調達担当は2022年も騙されるのか(坂口孝則)
先日、衝撃的なニュースが入ってきました。アップルのティム・クックCEOが中国と、2750億ドルの契約を締結したと報じられました。アップルが中国の経済発展へ寄与すると約束したかっこうです。アップルが中国での成長を見込むための投資で、米中経済戦争の悪化を懸念したものでした。
さらに先日に報じられた内容ではアップルが中国国内のIT企業にも巨額な投資をするようです。またアップルは中国のサプライヤからの大量の調達も約束しました。その代わりに中国サプライヤは先進的な技術や労務状況の改善を約束しています。これは2022年も続きそうです。

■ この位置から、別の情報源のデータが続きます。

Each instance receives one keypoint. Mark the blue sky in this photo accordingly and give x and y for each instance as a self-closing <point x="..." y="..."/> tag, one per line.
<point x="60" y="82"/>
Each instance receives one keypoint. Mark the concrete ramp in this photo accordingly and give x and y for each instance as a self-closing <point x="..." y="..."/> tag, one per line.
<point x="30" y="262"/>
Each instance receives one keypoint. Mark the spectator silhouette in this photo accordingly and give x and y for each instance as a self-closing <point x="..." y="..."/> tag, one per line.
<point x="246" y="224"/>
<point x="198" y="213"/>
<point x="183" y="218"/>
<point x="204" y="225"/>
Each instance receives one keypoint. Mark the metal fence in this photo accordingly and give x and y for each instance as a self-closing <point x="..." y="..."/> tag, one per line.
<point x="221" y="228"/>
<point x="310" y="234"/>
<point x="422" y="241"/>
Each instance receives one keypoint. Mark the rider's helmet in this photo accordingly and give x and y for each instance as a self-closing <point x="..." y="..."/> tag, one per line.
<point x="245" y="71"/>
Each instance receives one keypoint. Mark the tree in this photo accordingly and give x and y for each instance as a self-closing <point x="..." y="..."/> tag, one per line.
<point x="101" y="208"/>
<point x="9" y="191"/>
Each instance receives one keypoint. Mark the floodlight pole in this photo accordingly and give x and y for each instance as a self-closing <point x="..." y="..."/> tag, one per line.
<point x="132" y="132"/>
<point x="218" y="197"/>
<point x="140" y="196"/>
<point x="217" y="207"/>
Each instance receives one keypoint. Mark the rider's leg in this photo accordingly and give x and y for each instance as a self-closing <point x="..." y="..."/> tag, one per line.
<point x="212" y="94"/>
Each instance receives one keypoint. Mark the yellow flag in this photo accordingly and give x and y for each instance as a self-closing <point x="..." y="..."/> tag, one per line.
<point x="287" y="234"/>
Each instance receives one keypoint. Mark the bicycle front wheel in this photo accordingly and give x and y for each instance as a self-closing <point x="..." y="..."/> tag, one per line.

アップルは中国サプライヤと再生エネルギーを通じた連携も知られていますが、あらためて蜜月の関係が確認されました。
アップルは米バイデン政権のアドバイザリー的な立場です。アップルの動向はバイデン政権に情報が届いていたのは明確です。ということは、バイデンの述べる中国批判は米国内の批判をかわす役目でしょう。建前では中国を非難しつつ、それは国内向けのアピールでしかありません。本音では中国との連携をむしろ強化しています。
米国ではウイグルで生産した物品の輸入を禁じる法案が可決しました。これは新しい傾向ではありません。これまでもウイグルからの綿を起源とした生産物は輸入を禁じていました。ただ、製品のカテゴラリーに限らず、ウイグル産であれば禁じるようになります。
ウイグルだけではなく、2021年は政治的な建前と本音が離れてしまう一年でした。
ウイグルだけではありません。欧州は政治的なアピールとして脱炭素を強調しました。しかし2021年にはこれまで即時撤廃を求めていたLNGなどを認める姿勢に転じました。ひどいよね。しかし政治のパフォーマンスと考えれば理解できます。
欧州の政治家は本音と建前を使い分けて主張します。しかし問題は日本の産業界です。
「ぶっちゃけ2050年にカーボンニュートラルなんて無理じゃないか」
「ぶっちゃけウイグルの代替調達先はないのではないか」
「ぶっちゃけSDGsなんて不可能ではないか」
そういった本音が表出するのが2022年ではないでしょうか。そして、どこまで本音を訴えて、産業界としてどうするのかを考える一年になるのが2022年のはずです。
世界の本音と建前。そして、実務の調達担当者としては何を考えるべきか。それを伝えねばならない。私たちのミッションは明確です。2021年はありがとうございました。2022年もよろしくお願いします。世界のウソに騙されない、強い個人を目指しましょう。